Like the property of water to maintain the level, the boat is designed to maintain balance even in the face of fickle water movements. It is an objet that reflects artist’s desire to retain tranquility through emotional control and balance. Among these works, “Coincident Speculation” symbolizes the artist's pursuit of tranquility in three stages. The level water surface, as the movement from high to low ceases, is the artist's favorite image. We've already seen that ships floating on the water also act as a mechanism for maintaining calmness. An additional subject is a tree on the boat, submerged in water, stretching out the branches towards the sun.
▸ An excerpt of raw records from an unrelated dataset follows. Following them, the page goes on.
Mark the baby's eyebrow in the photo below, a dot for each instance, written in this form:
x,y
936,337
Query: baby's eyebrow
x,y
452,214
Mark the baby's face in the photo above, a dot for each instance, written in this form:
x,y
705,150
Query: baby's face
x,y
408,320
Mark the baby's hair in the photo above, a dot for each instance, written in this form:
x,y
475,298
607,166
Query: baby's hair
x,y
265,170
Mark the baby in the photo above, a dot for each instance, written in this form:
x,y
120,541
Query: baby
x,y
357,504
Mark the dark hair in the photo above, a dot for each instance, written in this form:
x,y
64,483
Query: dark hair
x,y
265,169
The tree holds equal weight in the left and right branches, another mechanism displaying the preference for balance.
In many works, the artist's desire for tranquility is revealed through images of water and boats, but on the other hand, it reflects the reality of not yet achieving calmness in these materials. “The Fount of Oblivion”, “Deep Contemplation”, and “The Moment of Memory” illustrates the artist's psychological state: yet unbalanced as a waterfall, in which the dynamics and the level of water constantly circulate. Ever-changing and erupting emotions and desires are difficult to control, reflecting the artist's will to find equilibrium through circular performance.
Controlling feelings and maintaining harmony and balance with others can only arise from one’s sacrifice. However, the "Room of Stars" and "Great Voyage" revealed the desire for small happiness. In “Coexistence” the contrast between the light and the dark not only depicts the fate of people who must live on a tightrope at the border of the self and the other, in and yang, or right and wrong; it reflects the hope to coexist harmoniously between the two sides.
Ideologically, current society is a time of uncertainty. The ideologies that were firmly believed are criticized, pessimism emerges, while surrealism is prevalent as anxiety and disorder form a trend. Surrealism is revived in contemporary times because reality is unstable and unsatisfactory. Like a dream where small objects can be large and the powerless can become almighty, Cho's screen is filled with surreal or unreal symbols that reflect the artist's desires and hopes. The coexistence of these unfamiliar objects, with literary sensibilities wits, inexplicably persuades to catch the viewers’ attention. It is because the combination of unreality, transcending common sense, stimulates our emotion with a completely new story through the artist's imagination. This is the reason the artist's next move becomes so much curious to me.